ON THE LESSONS OUR LORD JESUS GIVES US IN HIS PRIVATE LIFE
Consider first, those words spoken by our Lord Jesus to his parents when they found him in the temple, in the midst of the doctors, hearing them, and asking them questions, Luke ii., 'Did you not know,' said he, 'that I must be about my Father's business? I came down from heaven, not to do my own will, but the will of him that sent me,' John iv. 38. This was his daily food during his mortal life. 'My meat,' said he, 'is to do the will of him that sent me,' John iv. 34. This then was the exercise of his private life which he spent in obscurity and retirement, under a poor carpenter's roof. He was all the while about the business of his Father. He was ever doing the will of his Father. All his thoughts, words, and actions were directed to his Father's glory. And this is the great lesson we are to learn from him in his private life. We all of us, like him, came into this world for nothing else but to do the will of God: we all of us ought to be ever about the business of our heavenly Father: all our thoughts, words, and actions ought to be directed to him. O let us study well this great lesson, which the Son of God employed so many years in teaching.
Consider 2ndly, how 'he went down with Joseph and Mary to Nazareth, and was subject to them,' Luke ii. 51. O stand astonished, my soul, to see the Lord and Maker of heaven and earth submitting himself to his creatures, and obedient to them! O see how he serves them even in the meanest offices; how he works with his reputed father, at his mechanical trade.

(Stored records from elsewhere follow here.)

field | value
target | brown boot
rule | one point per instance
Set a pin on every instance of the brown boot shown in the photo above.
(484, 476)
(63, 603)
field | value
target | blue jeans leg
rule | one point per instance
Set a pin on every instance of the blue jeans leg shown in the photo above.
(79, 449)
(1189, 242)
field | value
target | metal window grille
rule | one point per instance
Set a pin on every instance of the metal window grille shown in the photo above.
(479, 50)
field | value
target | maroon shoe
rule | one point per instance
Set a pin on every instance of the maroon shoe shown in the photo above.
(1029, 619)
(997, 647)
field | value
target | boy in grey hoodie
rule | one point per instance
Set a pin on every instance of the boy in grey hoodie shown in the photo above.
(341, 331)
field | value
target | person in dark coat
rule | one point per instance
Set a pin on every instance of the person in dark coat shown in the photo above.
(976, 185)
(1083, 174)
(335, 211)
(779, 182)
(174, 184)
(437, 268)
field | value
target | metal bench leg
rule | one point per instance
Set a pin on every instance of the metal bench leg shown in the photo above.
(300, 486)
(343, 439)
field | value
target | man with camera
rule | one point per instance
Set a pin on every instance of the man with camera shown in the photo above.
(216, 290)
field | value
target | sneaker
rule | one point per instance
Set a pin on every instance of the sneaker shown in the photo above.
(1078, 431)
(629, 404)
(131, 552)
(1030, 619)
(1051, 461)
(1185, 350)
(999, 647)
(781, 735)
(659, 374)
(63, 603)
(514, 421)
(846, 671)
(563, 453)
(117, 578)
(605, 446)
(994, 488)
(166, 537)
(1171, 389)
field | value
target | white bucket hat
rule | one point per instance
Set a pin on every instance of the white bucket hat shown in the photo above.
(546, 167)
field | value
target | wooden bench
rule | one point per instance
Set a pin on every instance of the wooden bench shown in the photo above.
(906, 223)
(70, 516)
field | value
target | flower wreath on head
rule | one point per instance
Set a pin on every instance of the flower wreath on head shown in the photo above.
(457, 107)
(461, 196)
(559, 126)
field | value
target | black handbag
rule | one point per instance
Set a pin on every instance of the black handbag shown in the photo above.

But with what modesty and silence, with what recollection and application of his soul to his heavenly Father by continual adoration, thanksgiving, oblation, and love, and by continual prayer and intercession for us! Christians, learn from this great example, to be ever humble, meek, and obedient. Learn to sanctify your ordinary employments, and even your common actions, by recollection and mental prayer. Learn that even the highest perfection may be found in the exercise of the lowest and meanest offices, if in these the soul does but take care to keep close to her God, and to embrace him by love.
Consider 3rdly, what is written of our Lord with relation to this private part of his life: that 'Jesus increased in wisdom, and age, and grace with God and men,' Luke ii. 52. Our Lord, who from the first moment of his conception was full of all heavenly wisdom and divine grace, was pleased in proportion to his advancing in age, to show forth every day more and more, in his words and actions, the admirable treasures of wisdom and grace that were hidden in the soul, to teach us to make a continual progress in the way to God; and to advance every day by large steps, from virtue to virtue, till we come 'unto a perfect man, unto the measure of the age of the fulness of Christ,' Eph. iv. 13. Christians, do we seriously apply ourselves to learn this excellent lesson? What progress have we hitherto made, after so many years pretending to walk after Jesus Christ in the way of virtue? have we not for the most part rather gone backward than forward? O let us now at least, begin to be in earnest.
Conclude to learn of our Saviour all those lessons which he desires to teach us in his private life, particularly these three: 1, To be ever about the business of our Father; 1, To be ever submissive and obedient to his vicegerents; and 3, To be ever making the best of our way to him.